Ringkasan: Riau (Inmas)- Pengutan kelembagaan, sarana dan prasana (Sapras) Pondok Pesantren Salafi (PPS) akan menjadi program utama bidang Pendidikan Agama an Kegamaan Islam (Pakis) Kanwil Kemenag Riau Tahun 2019.Kabid Pakis: Drs. H. Fairus, MA, mengatakan, untuk penguatan kelembagaan sudah dimulai sejak tahun...

Riau (Inmas)- Pengutan kelembagaan, sarana dan prasana (Sapras) Pondok Pesantren Salafi (PPS) akan menjadi program utama bidang Pendidikan Agama an Kegamaan Islam (Pakis) Kanwil Kemenag Riau Tahun 2019.
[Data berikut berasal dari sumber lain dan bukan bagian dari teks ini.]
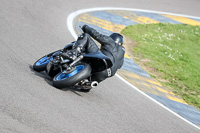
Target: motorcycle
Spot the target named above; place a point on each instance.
(73, 73)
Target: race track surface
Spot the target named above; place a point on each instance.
(29, 102)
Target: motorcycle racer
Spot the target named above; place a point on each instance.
(111, 46)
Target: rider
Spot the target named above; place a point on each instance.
(111, 46)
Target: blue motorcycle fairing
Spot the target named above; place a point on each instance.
(63, 76)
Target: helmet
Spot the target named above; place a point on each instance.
(117, 38)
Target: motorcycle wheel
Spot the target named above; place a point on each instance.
(81, 71)
(41, 64)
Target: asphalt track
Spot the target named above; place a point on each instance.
(29, 103)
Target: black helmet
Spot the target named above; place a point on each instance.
(117, 38)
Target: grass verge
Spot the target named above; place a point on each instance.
(172, 56)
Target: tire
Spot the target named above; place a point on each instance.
(41, 64)
(82, 71)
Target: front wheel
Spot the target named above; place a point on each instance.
(81, 71)
(41, 64)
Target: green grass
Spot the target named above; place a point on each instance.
(173, 50)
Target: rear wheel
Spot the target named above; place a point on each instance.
(81, 71)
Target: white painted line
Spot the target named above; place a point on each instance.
(72, 16)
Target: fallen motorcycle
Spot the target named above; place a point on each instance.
(73, 73)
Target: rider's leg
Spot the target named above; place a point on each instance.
(85, 41)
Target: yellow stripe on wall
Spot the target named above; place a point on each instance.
(132, 16)
(107, 25)
(183, 20)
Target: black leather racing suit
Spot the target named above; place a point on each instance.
(108, 47)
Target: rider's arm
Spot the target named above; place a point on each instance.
(103, 39)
Kabid Pakis: Drs. H. Fairus, MA, mengatakan, untuk penguatan kelembagaan sudah dimulai sejak tahun 2018, dimana pondok- pondok salafiah sudah mulai di akreditasi. “Tahun 2018 diajukan 13 pondok yang kita ajukan, teralisasi 7 pondok dengan predikat 3 akreditasi A, 1 B dan 1 C. ini akan dilanjutakan tahun ini sebanyak 9 pondok dengan bekerjsama dengan Badan Akreditas Nasional Pendidikan Non Formal (BAN PNF) Riau,” jelasnya.
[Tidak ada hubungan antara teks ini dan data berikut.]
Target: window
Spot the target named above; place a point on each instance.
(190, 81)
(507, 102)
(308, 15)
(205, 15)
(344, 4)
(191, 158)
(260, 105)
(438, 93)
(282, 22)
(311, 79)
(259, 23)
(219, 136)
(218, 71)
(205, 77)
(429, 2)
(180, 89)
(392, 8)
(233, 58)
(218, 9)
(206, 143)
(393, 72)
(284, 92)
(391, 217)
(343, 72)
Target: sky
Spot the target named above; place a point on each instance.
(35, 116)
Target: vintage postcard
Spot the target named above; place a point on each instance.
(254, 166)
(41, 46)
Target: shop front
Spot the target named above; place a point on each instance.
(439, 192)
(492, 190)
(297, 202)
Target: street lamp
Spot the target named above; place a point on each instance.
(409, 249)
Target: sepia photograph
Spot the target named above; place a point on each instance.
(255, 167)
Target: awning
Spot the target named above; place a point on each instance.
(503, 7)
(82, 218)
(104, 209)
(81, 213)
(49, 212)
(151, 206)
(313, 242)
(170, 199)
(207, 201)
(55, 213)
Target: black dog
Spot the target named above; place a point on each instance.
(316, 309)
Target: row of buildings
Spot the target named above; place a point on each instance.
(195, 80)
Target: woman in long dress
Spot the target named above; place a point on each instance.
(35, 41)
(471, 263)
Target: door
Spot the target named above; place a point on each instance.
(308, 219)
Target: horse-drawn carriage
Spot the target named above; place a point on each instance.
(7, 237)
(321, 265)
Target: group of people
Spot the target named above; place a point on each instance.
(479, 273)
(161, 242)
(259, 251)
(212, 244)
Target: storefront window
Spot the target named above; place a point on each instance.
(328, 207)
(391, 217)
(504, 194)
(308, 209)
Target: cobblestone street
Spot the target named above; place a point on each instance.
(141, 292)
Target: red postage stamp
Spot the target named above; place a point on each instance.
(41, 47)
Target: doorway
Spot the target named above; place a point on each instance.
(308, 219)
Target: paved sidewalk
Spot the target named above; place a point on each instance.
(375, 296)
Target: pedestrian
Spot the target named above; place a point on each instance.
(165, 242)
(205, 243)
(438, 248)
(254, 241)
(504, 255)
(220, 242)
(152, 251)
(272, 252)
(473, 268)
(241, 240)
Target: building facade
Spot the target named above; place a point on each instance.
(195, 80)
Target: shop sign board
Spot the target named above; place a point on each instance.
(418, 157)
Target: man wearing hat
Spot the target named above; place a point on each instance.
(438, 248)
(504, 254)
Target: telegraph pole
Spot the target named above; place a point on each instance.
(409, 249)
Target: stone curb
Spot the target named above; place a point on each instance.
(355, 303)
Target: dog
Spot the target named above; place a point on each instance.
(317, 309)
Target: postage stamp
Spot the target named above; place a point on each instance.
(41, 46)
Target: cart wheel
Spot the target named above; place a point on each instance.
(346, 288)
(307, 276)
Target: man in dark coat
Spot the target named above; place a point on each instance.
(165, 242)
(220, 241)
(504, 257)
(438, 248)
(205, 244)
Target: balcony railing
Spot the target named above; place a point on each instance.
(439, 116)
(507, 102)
Untuk pembangunan sarana dan prasarana asrama baru atau pun rehab, ruang kelas baru dan sanitasi juga akan dilaksanakan dibeberapa PPS. Selain itu PPS telah diwajibkan menjalankan tahfiz qur’an dan tahfiz hadist, dengan output minimal 10 juz Alqur’an dan hafiz arbain.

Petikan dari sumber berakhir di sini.